Sports tournaments around town have also raised money for charities in the athlete’s name.

In addition to the statue, the city is naming one of three streets around the ballpark Lidle Way. (The others will be named after Tom Brunansky, another West Covina baseball player who went pro, and Giambi.)

Advertisement

Bletcher said the National Transportation Safety Board just days ago gave Melanie Lidle photographs from a camera found in the plane that showed the Statue of Liberty and Manhattan skyline. The cause of the crash, and which man was piloting the aircraft at the time, have not been determined. No other injuries were reported in the crash.

The NTSB investigation found that neither Lidle nor his flight instructor, Tyler Stanger, 26, of Walnut, had drugs or alcohol in his system. Lidle was a licensed pilot and a friend of his instructor, Bletcher said.

On Monday, Bletcher was with Lidle’s son and widow, the athlete’s twin, his parents and others as the Yankees honored Lidle during opening-day ceremonies marking the start of the 2007 baseball season.

The black bands on players’ arms that day will be worn all season in Lidle’s memory. His locker will remain unused, Bletcher said.

In an emotional pregame ceremony that had veteran ballplayers wiping their eyes, the team announcer introduced “No. 30” as if Lidle were about to trot out onto the pitching mound one last time.

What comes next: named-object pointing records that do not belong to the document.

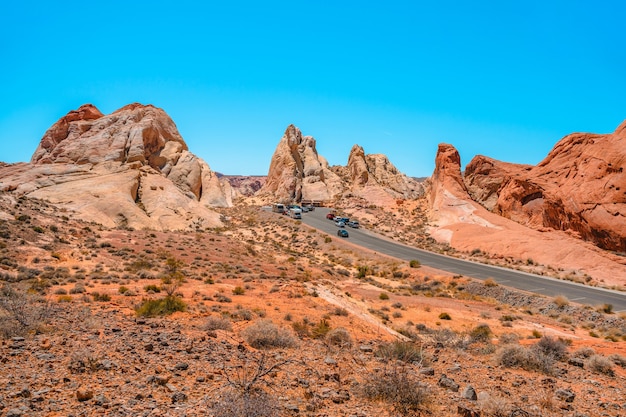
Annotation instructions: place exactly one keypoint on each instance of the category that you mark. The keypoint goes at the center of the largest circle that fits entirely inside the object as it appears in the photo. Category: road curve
(521, 280)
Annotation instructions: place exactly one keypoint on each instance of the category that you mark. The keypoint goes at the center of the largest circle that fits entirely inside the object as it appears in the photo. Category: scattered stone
(179, 397)
(427, 371)
(469, 393)
(566, 395)
(84, 394)
(448, 383)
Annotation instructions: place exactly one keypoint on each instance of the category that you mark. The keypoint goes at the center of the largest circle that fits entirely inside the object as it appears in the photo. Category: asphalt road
(528, 282)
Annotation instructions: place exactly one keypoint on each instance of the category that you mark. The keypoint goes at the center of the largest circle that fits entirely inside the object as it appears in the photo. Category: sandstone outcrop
(467, 226)
(579, 187)
(297, 172)
(130, 168)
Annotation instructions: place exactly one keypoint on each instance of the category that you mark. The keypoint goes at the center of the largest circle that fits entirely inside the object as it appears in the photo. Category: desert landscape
(136, 281)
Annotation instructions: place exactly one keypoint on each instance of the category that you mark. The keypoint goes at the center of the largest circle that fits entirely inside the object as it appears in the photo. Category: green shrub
(100, 297)
(321, 329)
(445, 316)
(408, 352)
(152, 287)
(339, 337)
(400, 389)
(600, 364)
(161, 307)
(481, 333)
(264, 334)
(218, 323)
(414, 263)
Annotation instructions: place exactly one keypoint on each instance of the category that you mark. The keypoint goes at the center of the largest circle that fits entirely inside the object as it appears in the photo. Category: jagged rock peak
(297, 172)
(133, 133)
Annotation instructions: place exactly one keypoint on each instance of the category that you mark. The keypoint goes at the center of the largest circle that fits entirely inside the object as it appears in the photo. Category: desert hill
(130, 168)
(579, 187)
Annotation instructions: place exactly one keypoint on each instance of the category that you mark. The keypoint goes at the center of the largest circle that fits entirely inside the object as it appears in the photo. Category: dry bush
(600, 364)
(339, 337)
(512, 356)
(21, 312)
(399, 388)
(408, 352)
(265, 334)
(549, 346)
(217, 323)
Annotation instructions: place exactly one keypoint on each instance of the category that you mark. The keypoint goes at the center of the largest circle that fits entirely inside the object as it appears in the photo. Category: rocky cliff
(376, 171)
(130, 168)
(298, 173)
(579, 187)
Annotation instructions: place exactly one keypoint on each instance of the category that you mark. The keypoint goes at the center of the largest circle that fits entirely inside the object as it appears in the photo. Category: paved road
(534, 283)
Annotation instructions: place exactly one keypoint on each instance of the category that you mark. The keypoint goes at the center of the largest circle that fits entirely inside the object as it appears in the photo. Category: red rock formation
(580, 186)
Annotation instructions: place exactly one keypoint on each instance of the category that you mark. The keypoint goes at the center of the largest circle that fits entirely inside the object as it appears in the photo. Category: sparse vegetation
(263, 334)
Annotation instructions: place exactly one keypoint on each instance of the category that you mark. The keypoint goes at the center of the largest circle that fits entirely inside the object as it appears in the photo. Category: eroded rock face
(375, 170)
(580, 186)
(297, 172)
(130, 168)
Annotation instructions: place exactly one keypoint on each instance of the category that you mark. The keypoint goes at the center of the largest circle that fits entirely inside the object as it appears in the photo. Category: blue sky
(498, 78)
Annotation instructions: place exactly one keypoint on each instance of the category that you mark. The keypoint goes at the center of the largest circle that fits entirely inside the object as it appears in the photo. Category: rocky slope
(297, 172)
(130, 168)
(579, 187)
(467, 226)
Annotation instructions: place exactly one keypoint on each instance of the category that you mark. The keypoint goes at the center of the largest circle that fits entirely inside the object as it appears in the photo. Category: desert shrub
(320, 330)
(561, 301)
(152, 287)
(21, 312)
(100, 297)
(584, 353)
(242, 314)
(481, 333)
(408, 352)
(340, 311)
(618, 359)
(490, 282)
(78, 289)
(414, 263)
(301, 328)
(339, 337)
(400, 389)
(512, 356)
(550, 346)
(256, 403)
(600, 364)
(264, 334)
(217, 323)
(161, 307)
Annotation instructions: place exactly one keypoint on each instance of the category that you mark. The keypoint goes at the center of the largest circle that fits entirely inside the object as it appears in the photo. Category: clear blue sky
(499, 78)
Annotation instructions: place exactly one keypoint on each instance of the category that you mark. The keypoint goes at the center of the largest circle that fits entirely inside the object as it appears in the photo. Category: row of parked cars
(342, 222)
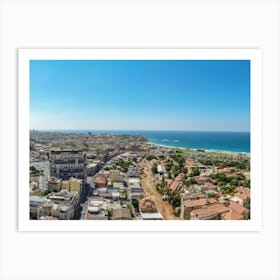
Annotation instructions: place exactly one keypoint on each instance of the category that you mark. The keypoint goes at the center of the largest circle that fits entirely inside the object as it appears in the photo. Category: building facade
(65, 164)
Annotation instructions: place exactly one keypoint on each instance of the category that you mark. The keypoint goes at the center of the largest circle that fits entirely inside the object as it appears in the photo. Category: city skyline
(190, 95)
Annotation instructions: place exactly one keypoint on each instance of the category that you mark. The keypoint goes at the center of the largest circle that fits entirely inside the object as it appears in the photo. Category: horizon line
(174, 130)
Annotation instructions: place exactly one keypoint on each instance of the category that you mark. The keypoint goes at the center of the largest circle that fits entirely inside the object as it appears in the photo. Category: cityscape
(124, 173)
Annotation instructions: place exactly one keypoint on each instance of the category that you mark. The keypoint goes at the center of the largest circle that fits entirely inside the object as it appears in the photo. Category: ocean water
(237, 142)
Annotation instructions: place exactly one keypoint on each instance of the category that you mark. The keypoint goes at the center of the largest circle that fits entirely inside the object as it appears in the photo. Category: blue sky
(146, 95)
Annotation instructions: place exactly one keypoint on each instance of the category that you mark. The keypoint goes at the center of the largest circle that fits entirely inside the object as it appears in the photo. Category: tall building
(65, 164)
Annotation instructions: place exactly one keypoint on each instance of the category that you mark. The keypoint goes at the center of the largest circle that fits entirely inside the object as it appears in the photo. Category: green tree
(154, 168)
(135, 203)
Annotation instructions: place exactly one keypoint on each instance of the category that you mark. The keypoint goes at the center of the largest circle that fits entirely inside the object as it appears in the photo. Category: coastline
(221, 152)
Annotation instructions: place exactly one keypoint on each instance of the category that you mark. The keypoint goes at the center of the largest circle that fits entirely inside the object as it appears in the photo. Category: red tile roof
(179, 177)
(189, 163)
(218, 208)
(174, 185)
(232, 215)
(237, 208)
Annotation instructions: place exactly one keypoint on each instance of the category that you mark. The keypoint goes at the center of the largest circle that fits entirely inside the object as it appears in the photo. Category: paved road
(147, 180)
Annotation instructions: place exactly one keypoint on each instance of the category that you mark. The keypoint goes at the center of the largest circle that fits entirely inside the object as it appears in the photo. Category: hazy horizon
(186, 95)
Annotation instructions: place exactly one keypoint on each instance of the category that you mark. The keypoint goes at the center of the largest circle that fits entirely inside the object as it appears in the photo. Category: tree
(195, 172)
(149, 157)
(135, 203)
(154, 168)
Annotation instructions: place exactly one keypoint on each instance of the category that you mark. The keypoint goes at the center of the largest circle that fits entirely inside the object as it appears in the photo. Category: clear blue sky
(133, 94)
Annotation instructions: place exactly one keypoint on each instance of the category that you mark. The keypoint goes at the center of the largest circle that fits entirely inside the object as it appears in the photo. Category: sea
(233, 142)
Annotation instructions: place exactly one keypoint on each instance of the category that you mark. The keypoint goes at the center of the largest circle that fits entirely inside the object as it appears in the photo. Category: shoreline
(205, 150)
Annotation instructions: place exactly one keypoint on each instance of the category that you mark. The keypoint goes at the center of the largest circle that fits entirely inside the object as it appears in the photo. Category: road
(147, 181)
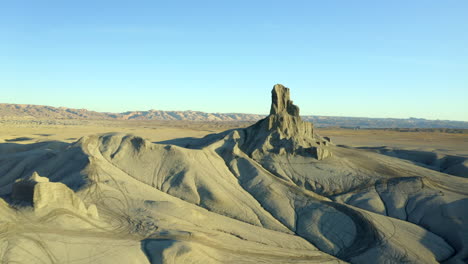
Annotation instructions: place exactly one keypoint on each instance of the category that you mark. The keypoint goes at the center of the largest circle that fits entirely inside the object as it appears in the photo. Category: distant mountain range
(22, 111)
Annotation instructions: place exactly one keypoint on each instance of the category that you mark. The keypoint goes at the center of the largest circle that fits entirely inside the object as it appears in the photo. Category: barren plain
(275, 191)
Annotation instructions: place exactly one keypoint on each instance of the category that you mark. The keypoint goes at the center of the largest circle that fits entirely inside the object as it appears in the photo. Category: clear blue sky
(345, 58)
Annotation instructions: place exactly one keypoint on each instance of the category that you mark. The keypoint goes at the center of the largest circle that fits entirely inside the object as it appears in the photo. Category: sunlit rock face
(284, 132)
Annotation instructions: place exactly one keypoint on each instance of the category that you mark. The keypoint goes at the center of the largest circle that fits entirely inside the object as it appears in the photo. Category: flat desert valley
(274, 191)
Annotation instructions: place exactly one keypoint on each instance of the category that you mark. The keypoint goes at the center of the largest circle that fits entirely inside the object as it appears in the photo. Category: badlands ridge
(274, 192)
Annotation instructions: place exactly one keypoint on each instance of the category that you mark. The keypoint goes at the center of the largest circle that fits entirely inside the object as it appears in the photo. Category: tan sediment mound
(269, 193)
(46, 196)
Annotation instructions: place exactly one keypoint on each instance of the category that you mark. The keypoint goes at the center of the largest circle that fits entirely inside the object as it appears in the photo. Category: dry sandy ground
(244, 196)
(25, 132)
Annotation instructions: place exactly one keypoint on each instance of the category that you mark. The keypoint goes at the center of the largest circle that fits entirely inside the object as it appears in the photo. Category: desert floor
(25, 132)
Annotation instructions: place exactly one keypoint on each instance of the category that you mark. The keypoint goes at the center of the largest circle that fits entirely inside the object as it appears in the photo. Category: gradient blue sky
(345, 58)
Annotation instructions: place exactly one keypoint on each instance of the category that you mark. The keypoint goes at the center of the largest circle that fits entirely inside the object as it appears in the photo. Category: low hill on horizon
(27, 111)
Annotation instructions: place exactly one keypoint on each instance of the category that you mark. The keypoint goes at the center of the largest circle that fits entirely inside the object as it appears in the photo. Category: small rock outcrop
(45, 196)
(283, 131)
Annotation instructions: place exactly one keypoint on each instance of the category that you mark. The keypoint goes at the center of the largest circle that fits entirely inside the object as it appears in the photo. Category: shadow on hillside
(450, 164)
(56, 160)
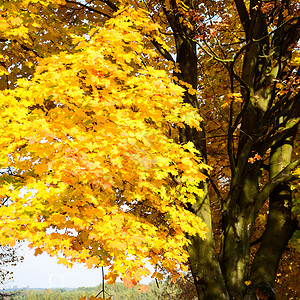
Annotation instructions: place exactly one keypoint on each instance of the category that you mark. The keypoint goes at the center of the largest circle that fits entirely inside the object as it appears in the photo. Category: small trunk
(203, 260)
(280, 226)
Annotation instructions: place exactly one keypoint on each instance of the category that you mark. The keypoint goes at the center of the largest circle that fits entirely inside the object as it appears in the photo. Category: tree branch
(89, 8)
(284, 176)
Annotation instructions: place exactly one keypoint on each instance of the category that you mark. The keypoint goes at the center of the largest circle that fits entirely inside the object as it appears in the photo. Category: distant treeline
(117, 291)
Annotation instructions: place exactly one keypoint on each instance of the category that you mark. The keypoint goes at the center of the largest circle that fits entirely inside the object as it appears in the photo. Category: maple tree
(121, 104)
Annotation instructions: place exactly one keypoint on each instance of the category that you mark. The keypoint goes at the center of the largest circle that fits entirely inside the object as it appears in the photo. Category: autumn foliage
(112, 113)
(96, 179)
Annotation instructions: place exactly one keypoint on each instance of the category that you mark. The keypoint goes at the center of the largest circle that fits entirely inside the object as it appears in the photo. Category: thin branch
(89, 8)
(284, 176)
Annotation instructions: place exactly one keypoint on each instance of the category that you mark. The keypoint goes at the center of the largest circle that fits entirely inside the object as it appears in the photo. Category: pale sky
(42, 271)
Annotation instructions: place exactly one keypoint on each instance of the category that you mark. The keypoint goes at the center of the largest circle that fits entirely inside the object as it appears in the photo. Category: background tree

Wearing Yankee blue caps, Melanie and Christopher threw out ceremonial first pitches -- both of them strikes -- and the sellout crowd gave them a standing ovation.

Advertisement

Even though Lidle had played for several teams, including the Oakland A’s and the Philadelphia Phillies, and was on the road during the baseball season, he and Melanie were set to build a custom home in West Covina, where they had met in middle school.

Theirs was a friendship that lasted past graduation from South Hills High and bloomed into romance two years after that, she said Thursday.

The move to West Covina has not been canceled, but for now, mother and son are remaining at the Glendora home, where the kindergartner is most secure.

But Christopher has started Little League, and it is, of course, in nearby West Covina.

“Where else would he play?” Bletcher said.